The travesties surrounding these South Sea sides is well documented, from the unrepentant (but economically welcome) Antipodean poaching that goes on to the chronic lack of financial support centrally distributed to them. The Fijian squad wished to travel to Nantes the night before their miraculous game against Wales but couldn’t afford the overnight hotel expense necessitating a pre-dawn departure on match day. The historical fixture with England was only televised in Tonga, a country undergoing serious domestic problems, due to the generosity of a wealthy Tongan businessman living in Germany along with the Chinese ambassador on the island. These teams have no right to achieve what they have, and it is no wonder they are the neutral’s favourites wherever they go, particularly as they play a brand of rugby characterised by natural enthusiasm and effervescent physicality. All hail Fiji who fully justify a place in the quarters, though they may find South Africa a slightly different beast to Wales come Sunday – one thing is for certain, the Springboks will not underestimate them.

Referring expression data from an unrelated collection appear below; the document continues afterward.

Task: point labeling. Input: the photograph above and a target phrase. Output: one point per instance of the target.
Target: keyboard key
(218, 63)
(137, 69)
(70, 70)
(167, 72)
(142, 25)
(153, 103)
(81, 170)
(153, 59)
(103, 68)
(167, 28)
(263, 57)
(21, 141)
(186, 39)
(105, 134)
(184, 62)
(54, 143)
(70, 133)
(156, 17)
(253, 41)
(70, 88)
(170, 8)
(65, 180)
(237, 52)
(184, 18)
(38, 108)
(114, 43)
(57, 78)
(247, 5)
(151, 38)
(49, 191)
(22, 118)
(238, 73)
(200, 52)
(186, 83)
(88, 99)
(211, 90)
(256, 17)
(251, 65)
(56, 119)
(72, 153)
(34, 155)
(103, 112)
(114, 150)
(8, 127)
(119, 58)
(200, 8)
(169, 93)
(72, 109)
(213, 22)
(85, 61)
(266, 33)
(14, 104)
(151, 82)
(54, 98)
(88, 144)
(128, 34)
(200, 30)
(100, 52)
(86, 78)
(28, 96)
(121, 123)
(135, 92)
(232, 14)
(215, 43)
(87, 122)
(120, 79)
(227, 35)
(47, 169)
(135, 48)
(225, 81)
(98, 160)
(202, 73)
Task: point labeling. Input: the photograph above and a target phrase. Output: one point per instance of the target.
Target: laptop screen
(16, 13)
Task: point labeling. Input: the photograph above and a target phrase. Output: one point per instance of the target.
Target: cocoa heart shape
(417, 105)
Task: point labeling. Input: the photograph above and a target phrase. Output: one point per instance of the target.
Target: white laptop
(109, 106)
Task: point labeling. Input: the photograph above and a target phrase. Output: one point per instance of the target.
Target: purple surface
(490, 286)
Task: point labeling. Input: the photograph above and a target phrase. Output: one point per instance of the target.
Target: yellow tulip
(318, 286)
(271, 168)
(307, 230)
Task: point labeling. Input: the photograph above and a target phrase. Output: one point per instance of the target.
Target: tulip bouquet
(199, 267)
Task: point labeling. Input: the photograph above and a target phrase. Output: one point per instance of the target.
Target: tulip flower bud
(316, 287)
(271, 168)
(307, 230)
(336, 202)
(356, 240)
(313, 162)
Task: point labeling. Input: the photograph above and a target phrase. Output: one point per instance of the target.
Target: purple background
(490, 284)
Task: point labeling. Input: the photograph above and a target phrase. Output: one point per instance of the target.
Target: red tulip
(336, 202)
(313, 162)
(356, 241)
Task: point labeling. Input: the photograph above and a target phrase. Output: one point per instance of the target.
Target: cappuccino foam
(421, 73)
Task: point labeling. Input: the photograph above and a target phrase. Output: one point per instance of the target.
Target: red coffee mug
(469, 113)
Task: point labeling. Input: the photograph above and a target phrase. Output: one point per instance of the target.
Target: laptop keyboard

Money talks: The injustice of commercial pressures does not stop with the teams lower down the pecking order. Argentina have climbed to fourth in the IRB rankings, yet they are repeatedly denied a place in one of the two major tournament’s outside of the world cup, either of which they would most certainly challenge for. The scheduling of their World Cup matches was as always a disgrace, having to face a pumped up Georgia team just four days after their exhausting triumph over France in the opening match simply because in terms of TV scheduling they are not considered a mainstream side. Their victory over the hosts was no surprise and no fluke: they had defeated France in four of their five meeting priors to this game and had only lost by a point in France on the other occasion. They won on Sunday not because Ireland had to play high-risk, try-chasing rugby but because they dominated the critical areas, winning both the battle of the breakdown and the kicking game through the peerless Hernandez and Contepomi. Argentina must be given the respect they deserve, and that does not mean letting them join the Six Nations to play their home matches in Madrid.
A bright future: The gulf in class that has grown again between the leading nations of the Northern and Southern Hemisphere has shown itself to be a canyon during this World Cup. However, the most revealing and also encouraging aspect has not been the top three or four sides pulling away from the pack, but the bottom eight or nine showing they deserve to be eating at the big boys’ table. The balance of power may be starting to shift slightly in world rugby, and that is to be nurtured: Japan should have been awarded the 2011 World Cup, that they weren’t is further proof of the IRB’s nepotism and favouritism. The pond may still be a small one, but it is starting to expand a little, and the little fish at the bottom of the food chain are just as hungry as those at the top.